Rookie second baseman Jurickson Profar of the Texas Rangers laughs after a teammate smeared shaving cream on his face in celebration after Profar was 2-for-4 with a home run during his MLB debut against the Cleveland Indians at Progressive Field in Cleveland, Ohio. (Photo by Jason Miller/Getty Images)
Saturday, hot prospect Jurickson Profar debuted with the Rangers and homered in his first at-bat in the majors. But considering the club's long-term contract commitments, nobody seems to know where Profar's future lies.
There used to be a saying in the English-speaking world ... taking coals to Newcastle.
Now most famous for Newcastle Brown Ale and the Newcastle United football club, Newcastle was granted a sort of coal monopoly in the 16th Century; thus, "taking coals to Newcastle" became a metaphor for redundancy, for sending a commodity somewhere that's already got that commodity in abundance.
You don't often see that phrase any more, but it was still common in the middle of the 20th Century. Or so I've read.
There were, entering this season, two brilliant 19-year-old shortstops ticketed for the minor leagues. There are still two, the same two: Texas's Jurickson Profar and Baltimore's Manny Machado. The Orioles have a place for Machado, already. The Rangers do not have an obvious place for Profar, because of course they've already got a great young (if not as ridiculously young) shortstop in Elvis Andrus.
Nevertheless, last weekend the Rangers summoned Profar from the minors. Sunday, he debuted in the majors and, in his very first at-bat, hit a home run. Which led to an obvious question.
Considering that the Rangers already have a really good shortstop, and considering they've also got a second baseman with a long, long-term contract, what on Earth should the Rangers do with Jurickson Profar? Right now, it seems that he'll fill in here and there, and probably won't play a big role -- if he's on the roster at all -- during the Rangers' postseason run.

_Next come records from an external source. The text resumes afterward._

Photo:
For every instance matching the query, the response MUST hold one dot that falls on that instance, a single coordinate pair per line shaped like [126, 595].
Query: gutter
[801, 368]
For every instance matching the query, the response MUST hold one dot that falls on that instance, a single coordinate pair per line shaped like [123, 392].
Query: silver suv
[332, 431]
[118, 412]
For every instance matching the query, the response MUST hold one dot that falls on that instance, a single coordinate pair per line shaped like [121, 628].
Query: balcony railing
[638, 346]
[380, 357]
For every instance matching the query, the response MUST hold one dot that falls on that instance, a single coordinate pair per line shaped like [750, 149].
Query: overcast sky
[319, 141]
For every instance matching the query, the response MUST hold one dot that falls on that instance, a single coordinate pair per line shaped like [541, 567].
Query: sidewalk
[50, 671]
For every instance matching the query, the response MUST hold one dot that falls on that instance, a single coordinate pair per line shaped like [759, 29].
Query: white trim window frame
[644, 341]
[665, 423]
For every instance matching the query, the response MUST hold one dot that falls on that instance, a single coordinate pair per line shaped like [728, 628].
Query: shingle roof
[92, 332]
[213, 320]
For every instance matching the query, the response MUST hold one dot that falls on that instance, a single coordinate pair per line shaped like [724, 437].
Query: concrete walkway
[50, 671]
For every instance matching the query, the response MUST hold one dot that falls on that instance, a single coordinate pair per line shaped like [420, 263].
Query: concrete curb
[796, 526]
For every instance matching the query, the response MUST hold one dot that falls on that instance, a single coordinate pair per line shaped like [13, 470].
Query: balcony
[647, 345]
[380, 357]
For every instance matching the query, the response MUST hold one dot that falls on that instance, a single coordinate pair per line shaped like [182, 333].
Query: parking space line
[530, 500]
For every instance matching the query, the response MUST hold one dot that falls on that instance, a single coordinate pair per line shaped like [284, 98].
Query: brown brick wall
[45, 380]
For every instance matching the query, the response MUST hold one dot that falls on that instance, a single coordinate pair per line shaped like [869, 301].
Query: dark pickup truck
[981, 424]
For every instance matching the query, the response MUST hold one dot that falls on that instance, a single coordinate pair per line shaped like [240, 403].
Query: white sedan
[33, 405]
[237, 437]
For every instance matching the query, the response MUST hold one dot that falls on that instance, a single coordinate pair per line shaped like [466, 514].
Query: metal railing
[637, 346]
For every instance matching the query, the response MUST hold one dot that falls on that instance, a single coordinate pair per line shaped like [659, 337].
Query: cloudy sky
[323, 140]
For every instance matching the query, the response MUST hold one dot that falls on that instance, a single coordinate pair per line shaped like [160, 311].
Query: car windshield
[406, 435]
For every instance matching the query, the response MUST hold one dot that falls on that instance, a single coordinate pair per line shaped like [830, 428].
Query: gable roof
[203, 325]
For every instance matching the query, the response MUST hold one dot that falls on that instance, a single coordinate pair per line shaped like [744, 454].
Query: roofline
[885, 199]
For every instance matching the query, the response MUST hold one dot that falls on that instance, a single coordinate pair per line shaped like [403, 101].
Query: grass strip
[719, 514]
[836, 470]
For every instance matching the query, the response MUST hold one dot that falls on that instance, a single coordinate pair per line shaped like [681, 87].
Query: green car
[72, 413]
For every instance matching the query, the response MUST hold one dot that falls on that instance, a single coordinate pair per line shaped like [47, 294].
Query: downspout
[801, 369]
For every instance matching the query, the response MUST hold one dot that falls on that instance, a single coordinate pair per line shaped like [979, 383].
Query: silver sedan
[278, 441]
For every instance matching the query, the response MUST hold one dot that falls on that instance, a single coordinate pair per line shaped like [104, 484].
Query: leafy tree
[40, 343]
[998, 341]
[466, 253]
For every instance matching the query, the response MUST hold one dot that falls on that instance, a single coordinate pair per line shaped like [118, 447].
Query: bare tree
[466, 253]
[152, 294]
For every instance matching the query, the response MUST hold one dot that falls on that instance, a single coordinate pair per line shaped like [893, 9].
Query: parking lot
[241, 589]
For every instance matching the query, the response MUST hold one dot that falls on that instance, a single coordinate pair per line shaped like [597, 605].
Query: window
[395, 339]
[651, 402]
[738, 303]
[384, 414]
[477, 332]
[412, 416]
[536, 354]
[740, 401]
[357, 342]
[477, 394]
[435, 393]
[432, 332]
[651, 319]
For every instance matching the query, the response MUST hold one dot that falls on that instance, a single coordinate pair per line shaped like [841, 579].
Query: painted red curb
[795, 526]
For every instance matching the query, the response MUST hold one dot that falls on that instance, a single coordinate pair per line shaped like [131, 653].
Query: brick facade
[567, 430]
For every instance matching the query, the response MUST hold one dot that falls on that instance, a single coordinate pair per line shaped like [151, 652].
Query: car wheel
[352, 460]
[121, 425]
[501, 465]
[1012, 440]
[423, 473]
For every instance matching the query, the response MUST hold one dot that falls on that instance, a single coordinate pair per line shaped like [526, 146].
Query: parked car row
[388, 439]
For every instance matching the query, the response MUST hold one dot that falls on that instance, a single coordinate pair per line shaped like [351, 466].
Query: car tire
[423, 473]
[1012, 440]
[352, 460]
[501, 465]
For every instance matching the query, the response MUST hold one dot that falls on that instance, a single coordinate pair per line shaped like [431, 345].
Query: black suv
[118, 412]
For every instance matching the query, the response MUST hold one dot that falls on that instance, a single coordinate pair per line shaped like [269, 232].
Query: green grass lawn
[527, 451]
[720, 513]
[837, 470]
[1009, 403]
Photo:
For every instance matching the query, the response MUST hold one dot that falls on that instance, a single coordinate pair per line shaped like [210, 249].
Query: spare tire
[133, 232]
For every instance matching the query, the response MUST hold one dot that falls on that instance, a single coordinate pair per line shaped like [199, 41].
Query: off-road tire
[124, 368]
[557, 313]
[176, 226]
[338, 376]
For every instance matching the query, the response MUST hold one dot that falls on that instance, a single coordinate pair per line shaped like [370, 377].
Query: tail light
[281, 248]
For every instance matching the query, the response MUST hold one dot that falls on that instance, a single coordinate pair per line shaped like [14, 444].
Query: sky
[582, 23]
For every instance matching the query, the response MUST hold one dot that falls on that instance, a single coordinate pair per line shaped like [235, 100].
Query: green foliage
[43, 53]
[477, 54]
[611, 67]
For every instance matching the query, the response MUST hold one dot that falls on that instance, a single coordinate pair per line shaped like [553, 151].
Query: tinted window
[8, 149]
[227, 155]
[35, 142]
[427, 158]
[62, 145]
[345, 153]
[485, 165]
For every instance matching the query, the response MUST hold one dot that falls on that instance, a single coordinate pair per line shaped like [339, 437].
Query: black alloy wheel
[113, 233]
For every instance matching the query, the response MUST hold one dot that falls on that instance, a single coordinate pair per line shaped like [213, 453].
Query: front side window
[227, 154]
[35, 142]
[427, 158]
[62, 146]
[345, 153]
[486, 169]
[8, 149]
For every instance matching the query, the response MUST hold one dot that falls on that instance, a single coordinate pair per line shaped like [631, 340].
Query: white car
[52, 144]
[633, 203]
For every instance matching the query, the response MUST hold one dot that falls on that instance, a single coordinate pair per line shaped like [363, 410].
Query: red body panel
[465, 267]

Still, it's hard to avoid wondering what Jurickson's future looks like, in 2013 and beyond. And it's not easy to figure, considering all the moving parts. Here are a few of the players who bear upon this matter, with the last season they're under team control and the amount of money they'll make from 2013 through that last season ...
You know what, though? I could have included a bunch of other guys, too. Outfielders. Because it's perfectly conceivable that one of those guys moves to the outfield, replacing one of the current outfielders I haven't mentioned. In the short term, though, Craig Gentry and Nelson Cruz are locked up through next season. Josh Hamilton isn't, but if he leaves he'll presumably be replaced by hot prospect Leonys Martin, who has torn up the Pacific Coast League this season.
In the short term, of course, the Rangers don't have to do anything at all. Nothing difficult, anyway. At the moment, Profar's a spare part and that's all he should be. His numbers in Class AA this season were outstanding for a 19-year-old shortstop, of course. But what do those numbers look like in the majors? Less than stellar, we may assume. Better than what Michael Young's done this season? Sure. But if the goal is to get Young out of the lineup, that slot should go to Leonys Martín rather than Profar. In the short term.
In the same vein, there's no immediate need to do anything at all with Profar, except send him to Triple-A Round Rock next spring. There's nothing wrong with maybe delaying the starting of arbitration clock for an extra year, and there's nothing with seeing if maybe Michael Young can remember how to hit. Considering, you know, he's going to earn $16 million next season.
Really, that's the easy part. The hard part comes later, when it's clear that Profar's ready to post big numbers in the Big Boy League, and Andrus is still under team control. With Young gone, one way or the other, Kinsler could become the DH (even without the numbers you'd like to see), with Profar taking over at second base. But is that the best use of Profar's considerable talents? Or should the Rangers trade Andrus this winter -- with his value still extraordinarily high -- and hand Profar the shortstop job, caution flung into the wind?
Maybe there is a right answer. But even if there is, it would be difficult to navigate the required path through the thicket of relevant contracts and players and agents and egos and front-office executives, all of them with a stake in the proceedings.
Which is what the Rangers will probably do what teams usually do in these situations: Nothing. It's easier to sit on your hands, and serve at the mercy of the Fates. If Andrus or Kinsler gets hurt sometime between now and Opening Day 2014, problem solved! (Sort of.)
If Michael Young, everybody's favorite team player, retires à la Gil Meche, problem solved.
In the medium term. In the long term, the Rangers probably will have to decide who they want playing shortstop in 2014 and (maybe) beyond. But a lot can happen before they make that decision. They do have to decide, though, if they want to make that decision, or have it made for them.